Friday, July 6, 2012

Ghost Stories


I was recently asked why I haven't used my gift as a medium in the promotion of Shattered. It was something I had to put some thought into. Maybe it's that I don't want to exploit Amalie's spirit. Or maybe it's the fact that the man who raped her still walks among the living.

Amalie was once a real person. She is the daughter of my spirit guide Odessa. I knew the basics of what happened to her, or at least what Odessa was willing to share. I didn't start to actually channel Amalie until we started telling her story.

It was very hard to draw her out. She didn't want to tell me what really happened or how bad things really were. Much like she relied on Stella to cope when she was alive, she choose to embellish her story with a heavy dose of fiction.

I can't reveal her father's true identity because he was a very well know person in the wrestling business. That's why Odessa chose to call him William. It was his death, okay murder, that pushed Odessa over the edge. His real death occurred just after Amalie was raped. He never knew what happened, at least not while he was on this side. I think Amalie wanted the time frame changed to protect him and Odessa.

Odessa was so grief stricken by "William's" death that she wasn't able to be there for Amalie when all this went down. Amalie really did hide her pregnancy until there was nothing that could have been done to save her or the babies that she was carrying.

I guess now I have the answer about not playing up the whole channeling a spirit thing. It's to protect Amalie.
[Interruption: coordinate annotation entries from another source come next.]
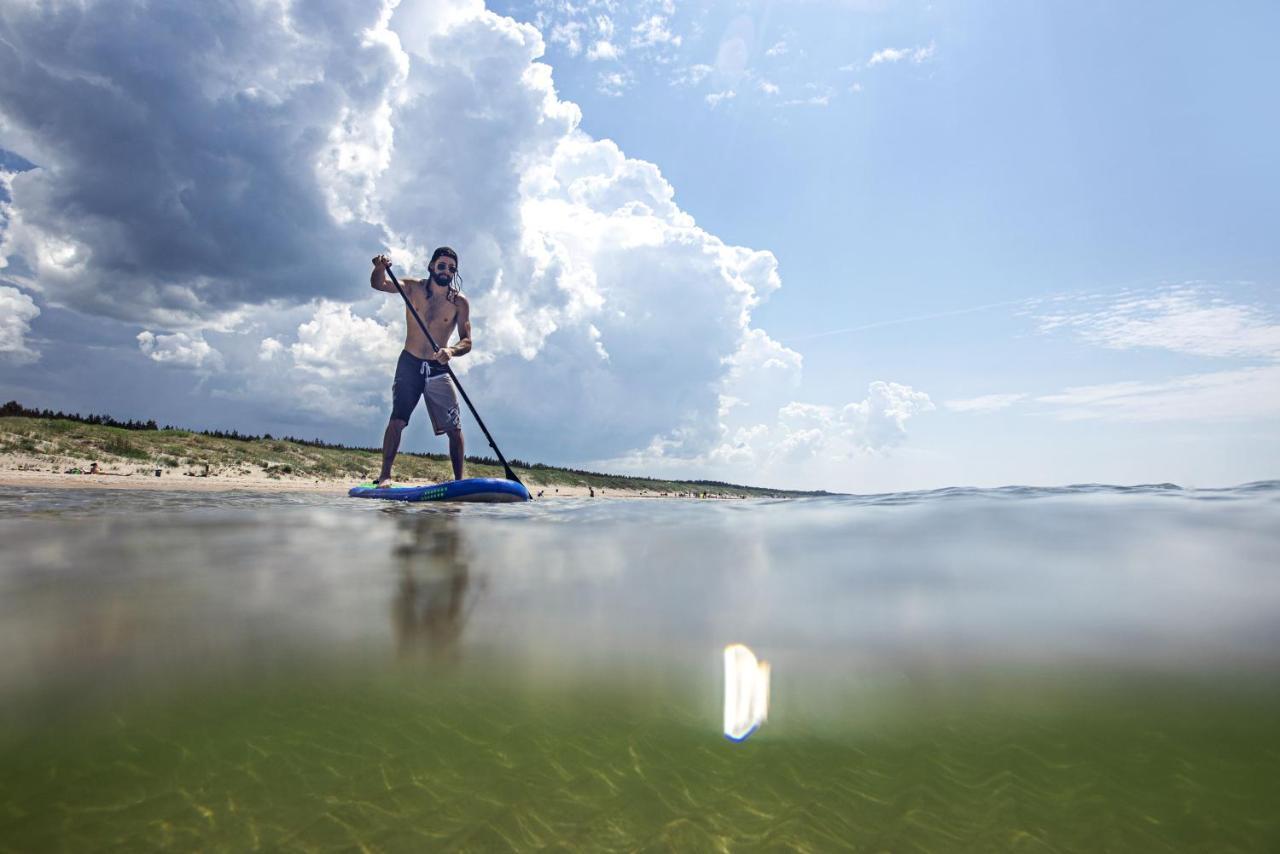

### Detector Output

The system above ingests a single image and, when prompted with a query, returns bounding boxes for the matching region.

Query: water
[0,483,1280,851]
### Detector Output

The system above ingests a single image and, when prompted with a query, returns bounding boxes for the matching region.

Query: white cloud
[547,20,586,56]
[0,286,40,365]
[1036,365,1280,421]
[671,65,716,86]
[943,394,1027,412]
[1013,286,1280,421]
[586,38,622,63]
[595,72,631,97]
[631,15,681,47]
[782,93,831,106]
[867,41,937,67]
[257,338,284,362]
[138,330,223,371]
[1038,286,1280,359]
[0,0,932,479]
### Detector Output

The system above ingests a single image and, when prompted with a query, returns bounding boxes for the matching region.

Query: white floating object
[724,644,769,741]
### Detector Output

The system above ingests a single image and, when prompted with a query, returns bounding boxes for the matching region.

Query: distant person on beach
[369,246,471,487]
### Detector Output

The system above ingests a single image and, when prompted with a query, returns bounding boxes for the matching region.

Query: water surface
[0,483,1280,851]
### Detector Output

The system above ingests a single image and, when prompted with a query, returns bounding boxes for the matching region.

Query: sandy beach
[0,455,660,498]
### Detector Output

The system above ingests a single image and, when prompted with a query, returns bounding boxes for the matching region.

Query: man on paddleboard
[369,246,471,487]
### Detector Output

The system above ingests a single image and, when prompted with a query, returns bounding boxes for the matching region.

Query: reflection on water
[392,513,483,661]
[0,484,1280,851]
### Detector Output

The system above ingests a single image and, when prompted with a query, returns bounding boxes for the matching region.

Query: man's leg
[449,428,466,480]
[378,419,408,487]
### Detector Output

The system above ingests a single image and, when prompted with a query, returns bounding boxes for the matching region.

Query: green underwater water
[0,484,1280,854]
[0,668,1280,851]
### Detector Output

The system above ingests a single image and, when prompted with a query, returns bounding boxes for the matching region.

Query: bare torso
[404,280,466,359]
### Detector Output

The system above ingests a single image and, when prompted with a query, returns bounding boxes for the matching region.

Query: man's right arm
[369,255,421,293]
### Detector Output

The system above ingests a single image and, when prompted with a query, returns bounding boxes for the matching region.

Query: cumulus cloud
[0,0,391,325]
[0,286,40,365]
[0,0,932,478]
[138,330,223,370]
[547,20,586,56]
[867,41,937,67]
[586,38,622,61]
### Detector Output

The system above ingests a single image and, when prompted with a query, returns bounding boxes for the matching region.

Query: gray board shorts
[392,350,462,435]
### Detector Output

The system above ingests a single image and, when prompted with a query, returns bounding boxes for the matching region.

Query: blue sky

She wanted her story told. She wants to help other girls who have been raped. Yet, at the same time she doesn't want to come forward with too much of the truth because she adored her father. She didn't know him as the icon that he was, she just knew him as her father and the man who kept Odessa grounded in a semi-state of reality.

A few weeks ago we got the most amazing email from a girl in the UK who told me that Amalie's story had helped her come to terms with her own rape and decision to have an abortion. I had tears in my eyes when I read this email. That means more to me than any amount of sales or making any bestseller lists. It meant the world to Amalie.

The fact that we touched one young girl's life in a positive manner made it worth every word we struggled over when telling Amalie's story.